Sss gpu render speed degradation
System Information
CentOS, Nvidia GTX 1070

Blender Version
Broken: 2.79 713027b8325 daily build, 2.8
Worked: 2.79b official

Short description of error
Rendering sss on gpu take more time in the daily build and 2.8.
This particular scene: 2.79b - 1:12, 2.79 daily build - 1:23
With more complex shading it was even 1:12 vs 1:38, and 1:42 on 2.8
Rendering on CPU is the opposite - faster in the daily build.
The settings are important.

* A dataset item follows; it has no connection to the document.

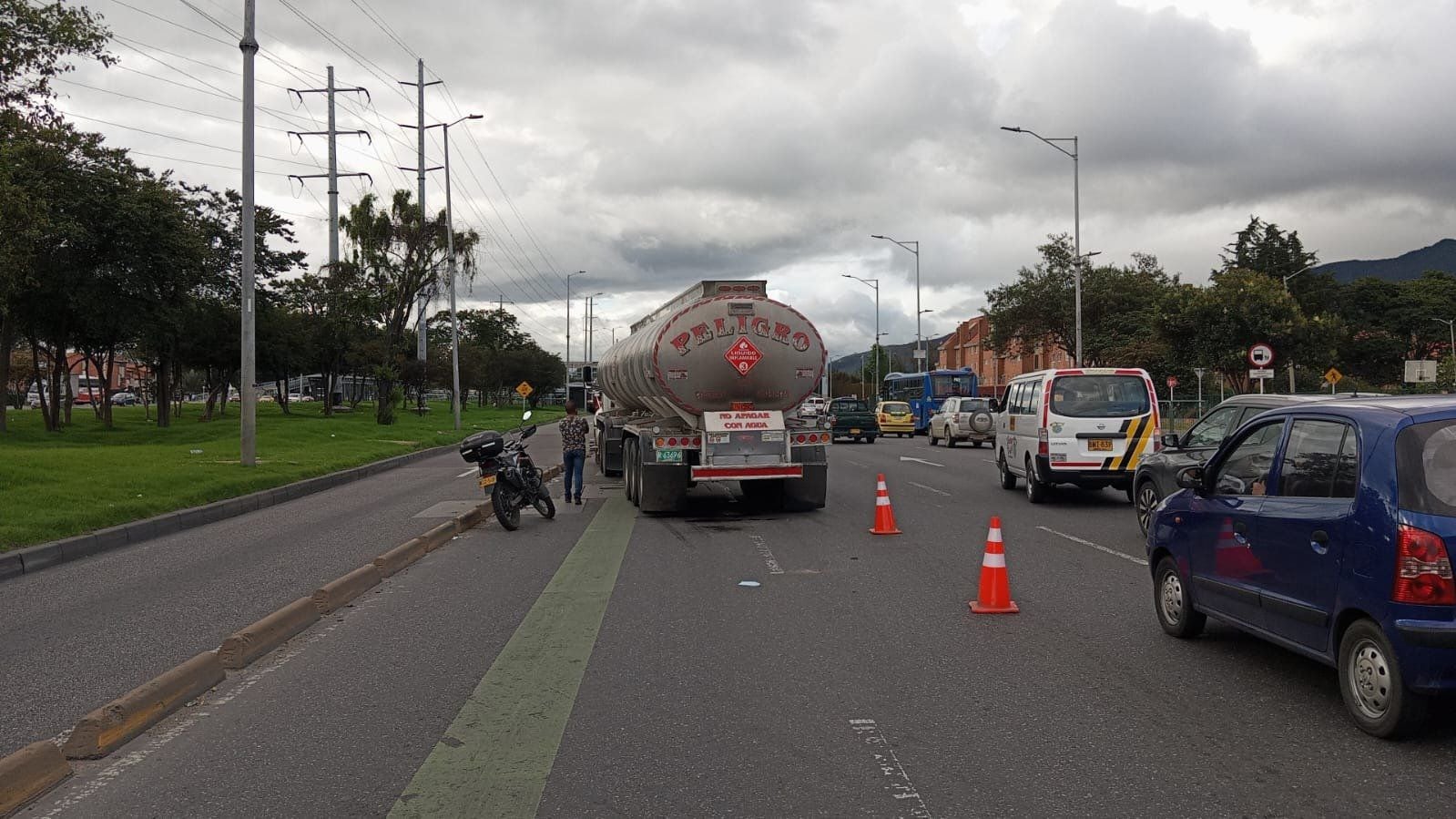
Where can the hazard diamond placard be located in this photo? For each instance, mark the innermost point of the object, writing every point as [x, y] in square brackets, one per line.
[743, 356]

This behavior is only for:
branched path tracing
subsurface samples = 3
hdri as a light source (multiple importance is on)

And what's more, if you set the subsurface in the shader to 0, you'll get almost the same render time, but in 2.79b it'll have noticeably less noise.
Don't know if it's relevant and should i create a new report on this.

Exact steps for others to reproduce the error
Open the scene.
Hit render.
Repeat in the different versions of blender.



First question: Are you using "Hybrid" rendering in master?

I mean this (not available in 2.79b):

I tried with and without CPU enabled (I have a whimpy 10years old XEONx2 with a GTX780 3GB so the CPU is the weakest part) and here are my results:

VersionTile SizeCPU enabledRender Time
Master256x256Yes12.34min (!!!)
Master32x32Yes1.31min (CPU is still taking too long per tile)
Master16x16Yes1.22min (Now the tiles are small enough for the CPU to no longer slow down the whole process)

As you can see tile size is king and very important. There was a change after 2.79b where small GPU tiles were no longer a problem so it could be used together with usually smaller CPU tiles.
Most likely your "regression" is none but your render settings just need a little adjustment of the tile size to render even faster than 2.79b.
If you have a halfway decent CPU you will render a lot faster even.

No, i used GPU only render with 256x256 tile size.
And by the way, i didn't know about smaller tiles improvement! Now i've tried 32x32 and got 1:18. But it takes still a bit more than 256x256 on 2.79b (1:12)

Depending on your hardware and the scene configuration you might need to fiddle a bit with the tile size to find the sweet spot.
In my case it's almost always 32x32 or 64x64 but that can vary. Like with your scene it's 16x16 although I didn't test 8x8.

No no, the tile size is understood and i'm really happy with those news. On my hardware it works best on 32x32, but the thing is even with this sweet spot it's still a bit slower than 2.79b with 256x256 GPU only. I could get the exact same time with the hybrid render - 1:12, but it's still more, than gpu alone on 2.79b, right?

Tested some more scenes and i guess it's scene related and can vary a bit. The speed is about the same. Somehow the tile size speedup slipped away from me. The light behaves a little different, though, but the task can be closed now, i think.